The normal strategy for a baldy bloke who wants to stop being a baldy bloke is to spend hundreds of quid on a wig, thousands on a transplant or experiment with one of those expensive lotions you end up having to buy for the rest of your life, and which seem to make your scalp grow a light dusting of armpit hair.
I’ll be following the First Great Western/Great Western Railway strategy instead. I’ve nicked a black felt tip pen from the stationery cupboard and I’m going to write the word ‘hair’ in big letters on the top of my head. Then I’m off to the barber’s to get it styled.
I’m also throwing out my list of diet tips for blokes of a certain age, along with every item of exercise equipment in the house. Instead, I’m going to carry on drinking beer and eating big cakes, then take my trusty felt tip pen and write the words ‘six pack’ on my abdomen.
While I’m at it, I’m going to write “20/20 vision” very carefully on each eyelid so I can drive without wearing my glasses.
I’ve also decided, alongside three friends of mine, that we should have been legendary rock stars in spite of not being able to sing, play an instrument or write songs, and of having no stage presence whatsoever.
Come and check us out when we get our first gig.
We’re calling ourselves The Beatles.
Meanwhile, the story about the fag packets with pictures of poorly people’s parts also intrigued me.
Perhaps it could be taken up by the food industry and the booze industry, with shots of leathery livers, fat-shrouded pancreases and suchlike.
I’m sure our leaders would press ahead with such a measure irrespective of the possible impact on political donations and future directorships.

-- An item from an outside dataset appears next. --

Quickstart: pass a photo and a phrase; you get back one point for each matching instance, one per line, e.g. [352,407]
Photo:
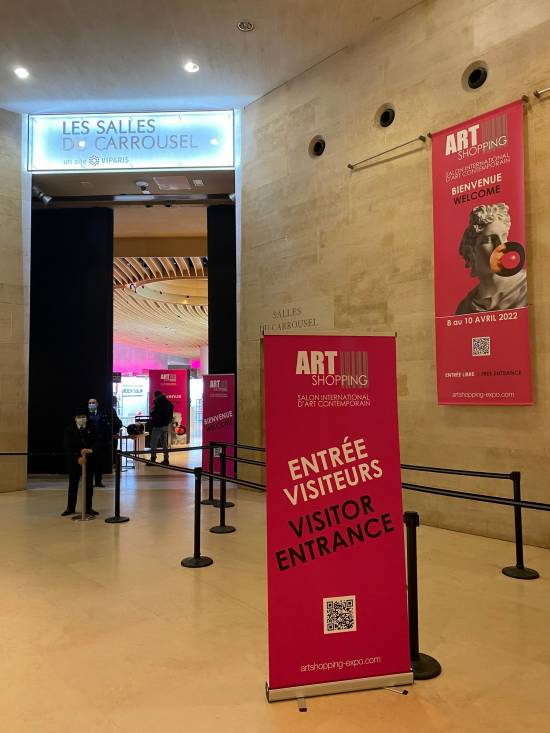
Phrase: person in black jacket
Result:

Now I think about it, we could take the principle even further, with the cover of every manifesto showing a bull fertilising a field in a way that comes naturally.
Alert over blackmail
THE police have delivered a timely warning about online sexual blackmail.
This is what happens when crooks trick the unwary into performing embarrassing acts in front of a webcam, then threaten to send the footage to their contacts.

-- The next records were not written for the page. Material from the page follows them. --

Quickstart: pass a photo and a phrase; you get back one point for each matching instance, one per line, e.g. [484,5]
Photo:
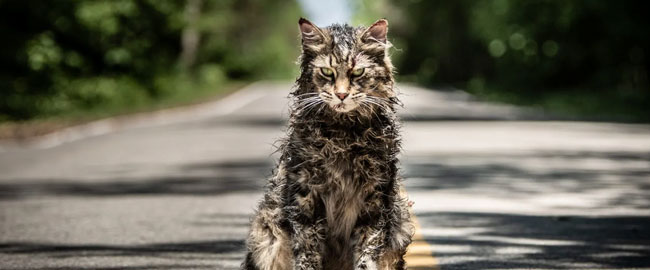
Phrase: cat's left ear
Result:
[312,36]
[376,32]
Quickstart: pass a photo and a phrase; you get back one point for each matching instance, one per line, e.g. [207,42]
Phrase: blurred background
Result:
[79,60]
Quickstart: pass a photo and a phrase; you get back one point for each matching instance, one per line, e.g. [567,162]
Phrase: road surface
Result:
[493,189]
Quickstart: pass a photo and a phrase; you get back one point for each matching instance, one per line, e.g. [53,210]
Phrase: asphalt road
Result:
[493,189]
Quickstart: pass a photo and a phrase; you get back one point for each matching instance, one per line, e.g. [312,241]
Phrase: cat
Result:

If you are a person who likes doing unusual things online, then good luck to you so long as you’re not hurting anybody.
To protect yourself, I suggest you make a new screensaver – a collage of photos including images of your boss, your mum, your dad, your granny, your granddad and your pets.
Think of them as being able to see whatever it is you’re considering doing, even if some are watching from Heaven.
That should put you off doing anything too compromising.
Or put you off doing anything at all.
If it doesn’t, the risk of blackmail may be the least of your problems.
Tax shame councillor must be outed
SWINDON Borough Council refused to name a councillor ordered by magistrates to cough up £981.62 in unpaid council tax.
The elected representative had disputed the sum but eventually paid.
The council’s statement read in part: “We would not release the details of a member of the public in such circumstances.”
Well, that’s fine and dandy, but the public have nothing to do with setting the council tax.
Councillors, however, have everything to do with setting the council tax.
They are part of an organisation called a council, which sets the council tax.
If they decide, for whatever reason, not to pay the council tax set by a council of which they are a member, then those of us who are not councillors have the right to know who they are and the circumstances of their refusal.
Should we be denied that right, we are perfectly entitled to conclude that there’s one rule for them and another for everybody else.
Assuming we haven’t already done so a long, long time ago.